As spring weather returns across the Province, there has been some speculation about the possible resurgence of the “Occupy” movement, and the return of protestors to public spaces. If the Occupy protests resume, how should local governments respond if public, civic spaces are the site of encampments or permanent protests?
Thirty years ago, the Canadian Charter of Rights and Freedoms was enacted. With the rise of the “Occupy Wall Street” movement in the Fall of 2011, several local governments in British Columbia had the difficult task of finding a balance between respecting the Charter rights of Occupy protestors, while ensuring the safe and responsible use of public space for everyone. At issue in the ensuing court proceedings was whether local governments could enforce bylaw provisions that prohibited erecting tents or camping overnight in public parks, when such enforcement would effectively ban the protest and potentially infringe upon the protestors’ Charter rights.
Section 2 of the Charter sets out fundamental freedoms particularly relevant to protestors, including:
- Freedom of conscience and religion
- Freedom of thought, belief, opinion and expression
- Freedom of peaceful assembly,
- Freedom of association
Freedom of expression, and associated freedoms such as peaceful assembly, are considered fundamental in Canadian society, and cannot be infringed without clear justification. However, section 1 of the Charter allows the courts to save legislation that would otherwise violate Charter rights if it can be “demonstrably justified in a free and democratic society.”
When bylaws are challenged for infringing upon Charter rights, the courts must engage in a balancing act, weighing individual rights against the interests of the state or the public at large. The factors considered in this balancing act are set out in the case of R. v. Oakes  1 S.C.R. 103, commonly known as the “Oakes” test.
Case law has shown that freedom of expression is not absolute. It does not protect violence, nor does it protect forms of expression that are incompatible with the public places in which they are carried on. As an example, in the decision of R v. Breeden, 2009 BCCA 463, the court considered the freedom of expression rights of a silent protestor standing inside a courthouse wearing signs with antagonistic messages. The messages were found to be intimidating to courthouse staff and the public conducting business in the courthouse, and therefore could not be protected under the Charter. The form of expression was held to be incompatible with the purpose of the place where the protest was occurring.
In the Occupy Vancouver decision, Vancouver (City) v. O’Flynn-Magee et al. 2011 BCSC 1647, the court did not engage in a full Charter analysis, however, Justice MacKenzie considered some of the factors that must be weighed in deciding whether the City’s bylaws should be enforced against the protestors. Justice MacKenzie stated at paragraph 65 of the decision:
“The City has a right to regulate the use of its land, including the type and length of use of public lands. The defendants have chosen to protest at the Art Gallery Lands, but it is in the public interest to allow a variety of users access to public lands. Although Occupy Vancouver may not intend to exclude other groups, the very nature of its protest by the positioning of tents throughout the entire north plaza prevents others from using this public space…”

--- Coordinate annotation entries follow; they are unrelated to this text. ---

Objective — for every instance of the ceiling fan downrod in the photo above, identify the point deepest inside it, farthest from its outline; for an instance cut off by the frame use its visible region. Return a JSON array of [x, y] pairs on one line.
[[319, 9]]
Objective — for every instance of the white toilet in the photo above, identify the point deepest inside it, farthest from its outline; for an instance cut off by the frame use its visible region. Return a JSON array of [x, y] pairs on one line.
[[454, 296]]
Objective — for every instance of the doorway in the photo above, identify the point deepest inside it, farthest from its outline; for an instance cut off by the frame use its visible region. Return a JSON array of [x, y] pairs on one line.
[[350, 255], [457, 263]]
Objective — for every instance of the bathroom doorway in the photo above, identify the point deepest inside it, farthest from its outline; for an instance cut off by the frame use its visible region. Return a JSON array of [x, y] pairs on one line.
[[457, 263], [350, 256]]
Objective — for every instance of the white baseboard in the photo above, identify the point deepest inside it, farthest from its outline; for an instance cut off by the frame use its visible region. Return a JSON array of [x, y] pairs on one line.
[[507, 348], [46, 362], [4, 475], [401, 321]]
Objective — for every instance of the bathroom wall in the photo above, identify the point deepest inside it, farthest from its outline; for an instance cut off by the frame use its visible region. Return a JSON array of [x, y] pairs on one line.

In Vancouver, the court upheld the public interest in open access to public space, and the promotion of health and safety in respect of public spaces, over the rights of protestors to continue their occupation. The court granted the injunction that resulted in ending the protest.
Whether a local government chooses to take action to end a protest is discretionary, and the decision is often political in nature, however, when a local government does take legal action to effectively end a protest, it is important to remember that the goal of enforcement is not a denial of Charter rights. Rather, it is a balancing of rights – balancing the freedom of expression rights of the protestors against the rights of other members of the public to use and enjoy the space that is being occupied.